彼女の身体が不意に揺れた。それがなんなのか、を判断するより早く、クレイの身体に重さがのしかかった。
触れ合うのは肩。
経験した事柄はそれ。
判断はそこまで。否、それだけでもない。そのまま、彼女はころん、とクレイの肩に絹の頭を乗せた。
「あ、あの……」
「なに?」
恐る恐る身近に迫った彼女を見て―――ついとこちらを見た紅い光との相対距離は寸前。違う。彼女のその白い、白い肌が近い。

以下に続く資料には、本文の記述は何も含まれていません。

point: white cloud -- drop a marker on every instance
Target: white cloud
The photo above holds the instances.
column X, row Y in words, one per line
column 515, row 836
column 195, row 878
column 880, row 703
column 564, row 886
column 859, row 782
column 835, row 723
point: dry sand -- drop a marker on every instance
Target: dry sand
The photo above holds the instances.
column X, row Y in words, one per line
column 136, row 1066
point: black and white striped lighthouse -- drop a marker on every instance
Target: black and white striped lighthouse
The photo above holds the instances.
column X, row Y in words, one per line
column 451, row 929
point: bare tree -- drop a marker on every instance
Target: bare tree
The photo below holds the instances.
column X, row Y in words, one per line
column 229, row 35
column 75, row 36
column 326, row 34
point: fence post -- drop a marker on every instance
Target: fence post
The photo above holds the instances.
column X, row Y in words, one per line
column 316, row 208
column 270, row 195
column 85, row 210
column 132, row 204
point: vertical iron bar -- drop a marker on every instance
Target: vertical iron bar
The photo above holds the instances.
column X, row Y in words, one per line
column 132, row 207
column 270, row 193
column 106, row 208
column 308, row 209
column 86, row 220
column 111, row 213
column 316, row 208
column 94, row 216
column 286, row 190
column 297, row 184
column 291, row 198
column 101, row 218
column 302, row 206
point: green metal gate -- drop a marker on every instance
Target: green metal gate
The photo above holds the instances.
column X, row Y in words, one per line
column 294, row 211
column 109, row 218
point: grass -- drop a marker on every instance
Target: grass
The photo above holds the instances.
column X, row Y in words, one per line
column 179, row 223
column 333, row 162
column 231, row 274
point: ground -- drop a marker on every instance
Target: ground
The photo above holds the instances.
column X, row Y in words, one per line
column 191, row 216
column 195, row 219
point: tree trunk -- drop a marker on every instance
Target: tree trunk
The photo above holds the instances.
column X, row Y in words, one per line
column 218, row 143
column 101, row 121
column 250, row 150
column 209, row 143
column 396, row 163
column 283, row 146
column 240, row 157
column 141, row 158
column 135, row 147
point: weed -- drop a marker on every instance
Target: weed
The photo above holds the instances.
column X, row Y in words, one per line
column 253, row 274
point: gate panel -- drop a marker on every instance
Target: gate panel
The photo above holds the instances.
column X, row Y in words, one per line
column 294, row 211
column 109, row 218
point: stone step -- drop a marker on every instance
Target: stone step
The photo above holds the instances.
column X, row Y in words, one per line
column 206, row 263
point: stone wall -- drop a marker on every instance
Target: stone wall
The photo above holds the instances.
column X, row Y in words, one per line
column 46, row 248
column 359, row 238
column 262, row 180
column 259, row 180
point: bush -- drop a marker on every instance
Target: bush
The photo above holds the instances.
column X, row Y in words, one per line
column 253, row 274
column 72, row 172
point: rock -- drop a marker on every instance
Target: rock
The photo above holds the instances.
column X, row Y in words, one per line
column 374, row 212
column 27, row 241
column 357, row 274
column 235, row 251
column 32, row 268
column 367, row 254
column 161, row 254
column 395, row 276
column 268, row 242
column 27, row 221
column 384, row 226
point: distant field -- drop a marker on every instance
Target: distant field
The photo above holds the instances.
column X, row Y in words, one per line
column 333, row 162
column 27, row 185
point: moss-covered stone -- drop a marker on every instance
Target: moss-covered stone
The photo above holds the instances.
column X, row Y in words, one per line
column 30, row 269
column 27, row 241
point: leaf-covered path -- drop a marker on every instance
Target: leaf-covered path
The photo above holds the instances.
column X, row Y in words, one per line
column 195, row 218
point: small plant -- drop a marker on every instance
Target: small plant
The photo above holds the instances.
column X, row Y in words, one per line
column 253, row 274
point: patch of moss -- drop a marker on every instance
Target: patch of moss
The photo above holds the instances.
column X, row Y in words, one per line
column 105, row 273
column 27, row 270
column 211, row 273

心臓が痛い、痛くてしょうがない。鼻孔から突き抜ける蠱惑的な彼女自身のその甘ったるくねっとりした杏の香りが、粘性となって心臓を縛り上げる。
「何をしてらっしゃるのかなと……」
返答は先ほどの笑み。それだけで、クレイは顔が真っ赤になるのを感じた。
心臓が痛い―――でも治らなくていい。俯きながら、彼はそんなことだけを考えた。